Finding antimicrobial agents that are active against resistant Gram-positive pathogens is a continuing challenge. The most common of these pathogens are methicillin-resistant S aureus and vancomycin-resistant enterococci. Daptomycin has shown in vitro activity against these organisms but there are not enough clinical data to support an indication for vancomycin-resistant enterococci. Daptomycin may be an alternative to linezolid and quinupristin-dalfopristin for skin and skin structure infections. Currently, linezolid is approved for S aureus (methicillin-susceptible and resistant), S pyogenes, and S agalactiae, and quinupristin-dalfopristin is approved for methicillin-susceptible S aureus and S pyogenes. The ultimate role of daptomycin will be defined with broader clinical studies/experience.

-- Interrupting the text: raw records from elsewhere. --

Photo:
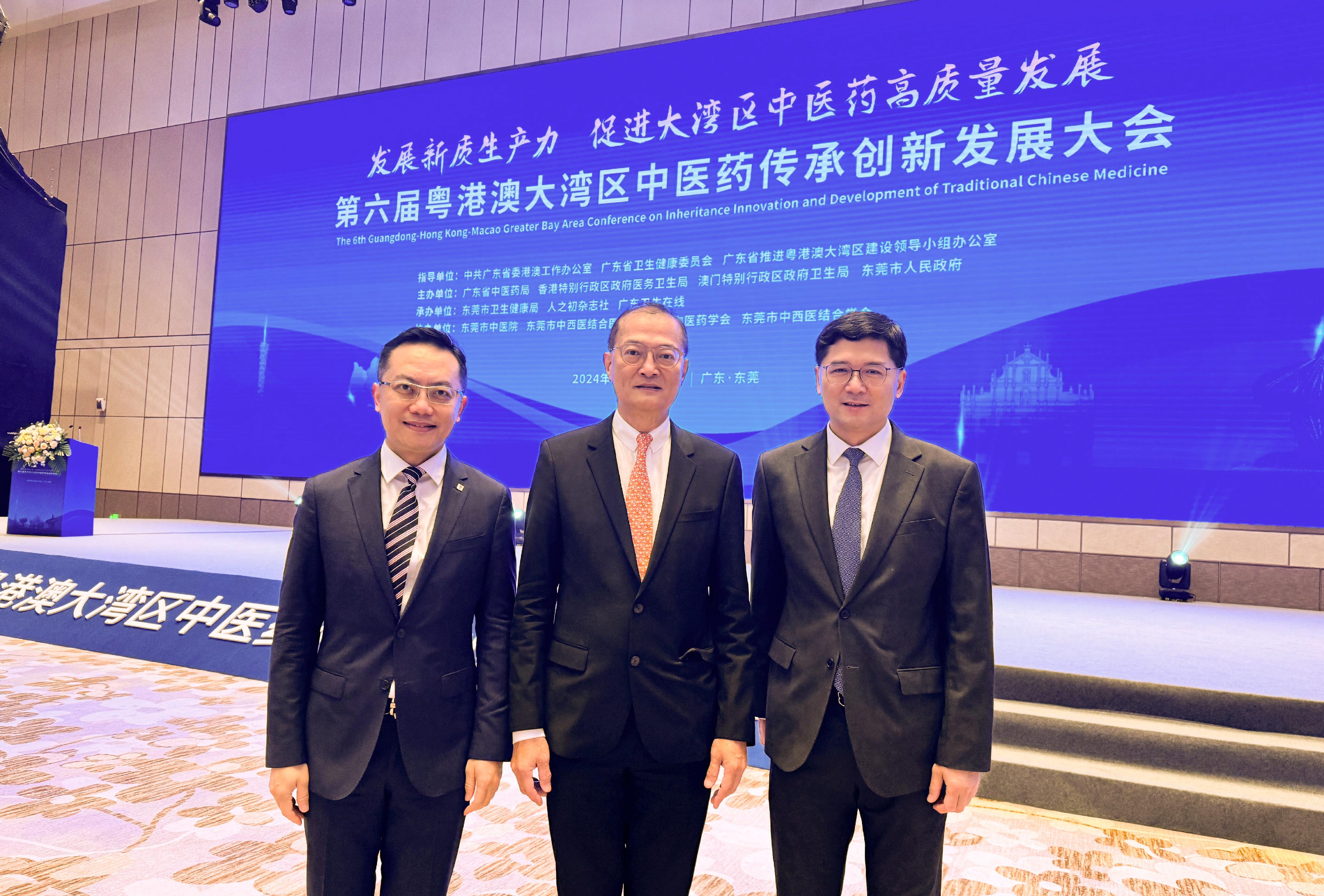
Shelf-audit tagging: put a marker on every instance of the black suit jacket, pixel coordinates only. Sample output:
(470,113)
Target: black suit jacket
(591,641)
(916,633)
(329,691)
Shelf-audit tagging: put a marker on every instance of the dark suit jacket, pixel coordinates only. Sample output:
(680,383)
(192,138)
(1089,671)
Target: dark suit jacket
(329,693)
(916,633)
(591,641)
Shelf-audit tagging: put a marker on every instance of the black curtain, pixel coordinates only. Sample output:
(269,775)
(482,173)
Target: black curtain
(32,262)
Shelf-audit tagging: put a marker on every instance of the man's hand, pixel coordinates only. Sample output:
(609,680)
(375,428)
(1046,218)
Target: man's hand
(483,778)
(732,759)
(962,788)
(533,768)
(284,785)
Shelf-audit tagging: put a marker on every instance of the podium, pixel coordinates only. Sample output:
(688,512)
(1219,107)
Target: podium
(44,502)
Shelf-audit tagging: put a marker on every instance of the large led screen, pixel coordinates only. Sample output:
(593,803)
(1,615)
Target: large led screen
(1100,225)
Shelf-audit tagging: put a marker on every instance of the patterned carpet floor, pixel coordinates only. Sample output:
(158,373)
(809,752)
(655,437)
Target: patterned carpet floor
(120,776)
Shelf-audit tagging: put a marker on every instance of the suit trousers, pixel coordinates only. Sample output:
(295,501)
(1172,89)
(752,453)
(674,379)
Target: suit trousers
(814,815)
(416,836)
(627,821)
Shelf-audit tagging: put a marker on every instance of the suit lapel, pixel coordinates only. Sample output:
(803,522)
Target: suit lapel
(451,501)
(602,464)
(812,476)
(366,499)
(680,473)
(901,480)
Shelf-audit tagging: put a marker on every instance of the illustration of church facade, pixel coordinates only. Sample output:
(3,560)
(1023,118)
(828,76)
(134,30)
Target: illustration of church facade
(1028,416)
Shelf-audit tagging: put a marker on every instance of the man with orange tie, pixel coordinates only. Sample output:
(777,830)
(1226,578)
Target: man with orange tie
(631,656)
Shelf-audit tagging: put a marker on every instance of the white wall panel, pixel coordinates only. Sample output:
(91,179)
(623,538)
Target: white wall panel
(557,16)
(529,32)
(653,20)
(117,80)
(223,48)
(404,48)
(710,15)
(352,48)
(79,100)
(374,32)
(329,24)
(594,25)
(186,61)
(201,108)
(500,27)
(60,84)
(7,53)
(248,59)
(455,37)
(30,88)
(96,77)
(289,56)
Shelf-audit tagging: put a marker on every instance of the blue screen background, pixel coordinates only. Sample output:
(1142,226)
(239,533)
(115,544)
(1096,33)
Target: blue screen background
(1123,346)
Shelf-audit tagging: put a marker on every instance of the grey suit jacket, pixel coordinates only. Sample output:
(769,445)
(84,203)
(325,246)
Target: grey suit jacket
(916,633)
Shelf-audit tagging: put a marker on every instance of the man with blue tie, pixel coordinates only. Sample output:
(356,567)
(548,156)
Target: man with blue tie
(387,722)
(873,607)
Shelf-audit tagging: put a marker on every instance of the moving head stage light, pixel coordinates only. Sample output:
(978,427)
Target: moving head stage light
(1175,578)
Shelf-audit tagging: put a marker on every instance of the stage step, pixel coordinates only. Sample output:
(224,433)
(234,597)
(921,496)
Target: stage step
(1243,785)
(1289,760)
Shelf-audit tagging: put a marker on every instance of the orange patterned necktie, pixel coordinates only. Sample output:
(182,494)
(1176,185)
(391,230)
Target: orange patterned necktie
(639,505)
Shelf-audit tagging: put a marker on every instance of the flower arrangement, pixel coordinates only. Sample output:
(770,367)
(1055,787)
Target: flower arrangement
(39,445)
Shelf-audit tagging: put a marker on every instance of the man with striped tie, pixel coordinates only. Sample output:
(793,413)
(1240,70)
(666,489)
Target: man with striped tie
(631,654)
(873,607)
(387,721)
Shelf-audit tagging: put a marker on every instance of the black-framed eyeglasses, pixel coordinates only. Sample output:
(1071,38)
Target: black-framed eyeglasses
(438,395)
(872,375)
(635,355)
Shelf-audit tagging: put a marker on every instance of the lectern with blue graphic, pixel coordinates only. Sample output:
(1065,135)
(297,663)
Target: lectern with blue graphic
(44,502)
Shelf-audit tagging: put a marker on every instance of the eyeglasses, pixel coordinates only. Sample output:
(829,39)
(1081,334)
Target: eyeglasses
(438,395)
(635,355)
(873,375)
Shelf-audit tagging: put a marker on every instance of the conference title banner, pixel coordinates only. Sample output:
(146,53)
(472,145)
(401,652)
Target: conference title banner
(1023,196)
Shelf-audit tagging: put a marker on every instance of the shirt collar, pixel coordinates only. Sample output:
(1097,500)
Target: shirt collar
(876,448)
(630,436)
(393,465)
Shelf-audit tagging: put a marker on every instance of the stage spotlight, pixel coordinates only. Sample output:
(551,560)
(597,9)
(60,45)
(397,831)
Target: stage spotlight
(211,14)
(1175,578)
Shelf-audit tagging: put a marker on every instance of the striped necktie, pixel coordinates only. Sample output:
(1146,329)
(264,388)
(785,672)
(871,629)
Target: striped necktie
(402,533)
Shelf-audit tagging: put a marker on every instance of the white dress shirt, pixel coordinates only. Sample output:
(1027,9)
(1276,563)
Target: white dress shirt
(872,468)
(428,492)
(657,462)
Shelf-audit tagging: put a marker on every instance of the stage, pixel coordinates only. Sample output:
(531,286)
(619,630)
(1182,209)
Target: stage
(1203,718)
(130,778)
(1212,646)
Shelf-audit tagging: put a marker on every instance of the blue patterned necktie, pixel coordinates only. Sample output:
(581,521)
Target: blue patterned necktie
(845,533)
(403,531)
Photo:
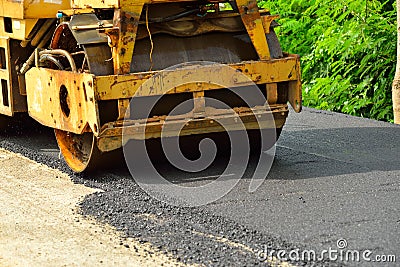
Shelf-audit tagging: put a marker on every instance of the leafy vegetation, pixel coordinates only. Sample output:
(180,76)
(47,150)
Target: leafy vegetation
(348,51)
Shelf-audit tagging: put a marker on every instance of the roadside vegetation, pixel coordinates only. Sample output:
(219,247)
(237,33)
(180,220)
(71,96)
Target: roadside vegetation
(348,50)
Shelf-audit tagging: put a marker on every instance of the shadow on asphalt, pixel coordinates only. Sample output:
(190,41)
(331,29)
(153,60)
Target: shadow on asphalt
(300,154)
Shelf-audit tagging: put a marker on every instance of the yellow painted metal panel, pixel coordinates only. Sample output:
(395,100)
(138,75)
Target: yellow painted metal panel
(25,9)
(46,99)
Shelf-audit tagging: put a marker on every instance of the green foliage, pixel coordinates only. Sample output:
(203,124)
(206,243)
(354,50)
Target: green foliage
(348,51)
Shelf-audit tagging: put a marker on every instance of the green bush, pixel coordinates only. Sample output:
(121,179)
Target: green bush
(348,51)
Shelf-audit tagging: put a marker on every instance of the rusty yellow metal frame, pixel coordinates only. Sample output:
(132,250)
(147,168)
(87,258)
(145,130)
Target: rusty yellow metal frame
(116,134)
(86,90)
(260,72)
(43,95)
(26,9)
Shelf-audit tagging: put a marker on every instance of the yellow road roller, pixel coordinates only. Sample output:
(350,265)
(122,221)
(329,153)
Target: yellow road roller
(83,68)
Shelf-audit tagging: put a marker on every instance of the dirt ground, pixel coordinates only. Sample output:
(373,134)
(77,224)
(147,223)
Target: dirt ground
(40,224)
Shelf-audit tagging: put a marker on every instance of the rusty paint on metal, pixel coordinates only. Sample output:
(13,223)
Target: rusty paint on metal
(251,18)
(256,118)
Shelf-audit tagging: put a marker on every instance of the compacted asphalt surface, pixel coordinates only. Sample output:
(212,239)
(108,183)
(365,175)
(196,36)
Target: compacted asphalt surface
(333,191)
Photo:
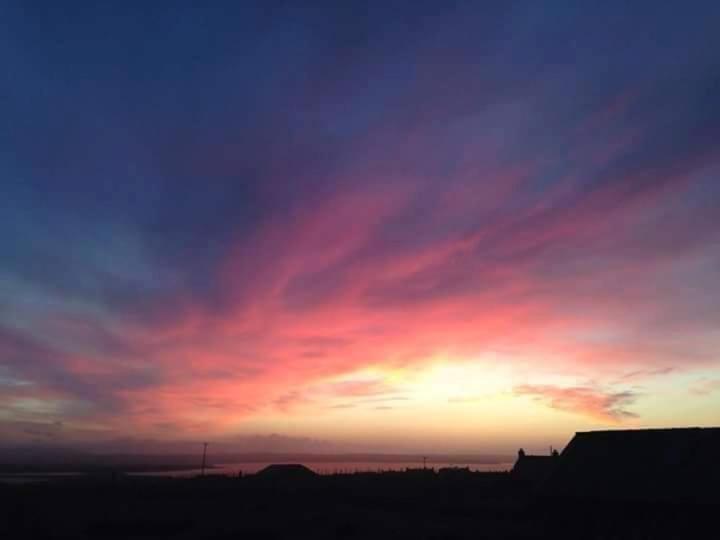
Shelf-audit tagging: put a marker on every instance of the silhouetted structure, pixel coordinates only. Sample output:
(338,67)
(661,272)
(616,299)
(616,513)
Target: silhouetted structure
(532,471)
(287,472)
(649,465)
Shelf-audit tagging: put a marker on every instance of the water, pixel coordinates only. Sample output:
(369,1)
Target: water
(328,467)
(251,467)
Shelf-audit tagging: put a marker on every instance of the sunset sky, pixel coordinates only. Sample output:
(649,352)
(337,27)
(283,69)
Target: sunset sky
(393,226)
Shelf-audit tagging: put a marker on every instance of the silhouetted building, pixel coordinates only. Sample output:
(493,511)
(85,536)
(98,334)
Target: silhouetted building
(290,472)
(454,472)
(648,465)
(532,471)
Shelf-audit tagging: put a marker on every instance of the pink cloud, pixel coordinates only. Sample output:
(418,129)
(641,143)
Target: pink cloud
(604,406)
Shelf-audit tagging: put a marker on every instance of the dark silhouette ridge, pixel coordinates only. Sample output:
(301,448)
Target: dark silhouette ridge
(657,484)
(287,472)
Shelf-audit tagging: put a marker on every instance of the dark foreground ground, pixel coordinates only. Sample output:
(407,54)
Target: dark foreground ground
(389,505)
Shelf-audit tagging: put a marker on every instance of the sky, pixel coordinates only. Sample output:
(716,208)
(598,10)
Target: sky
(378,226)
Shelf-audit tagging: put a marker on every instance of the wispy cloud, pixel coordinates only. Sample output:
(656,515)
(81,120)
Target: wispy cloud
(597,404)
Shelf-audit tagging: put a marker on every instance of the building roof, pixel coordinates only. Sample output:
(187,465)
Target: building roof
(679,465)
(533,470)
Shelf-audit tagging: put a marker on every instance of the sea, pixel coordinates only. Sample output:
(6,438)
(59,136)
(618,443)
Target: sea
(251,467)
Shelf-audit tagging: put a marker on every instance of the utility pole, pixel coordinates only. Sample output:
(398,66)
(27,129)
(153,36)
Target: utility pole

Dr. Elliott is Chair, Formulary Committee, Northern California Kaiser Permanente, and Assistant Clinical Professor of Medicine, University of California-San Francisco. Dr. Chan is Pharmacy Quality and Outcomes Manager, Kaiser Permanente, Oakland, CA. Both are associate editors of Internal Medicine Alert.
1. Cubicin Product Information. Cubist Pharmaceuticals. September 2003.
2. Richter SS, et al. J Antimicrob Chemother. 2003;52(1): 123-127.
3. Rybak MJ et al. Antimicrob Agents Chemother. 2000; 44(4):1062-1066.
4. FDC Report. The Pink Sheet. September 22, 2003: 22-23.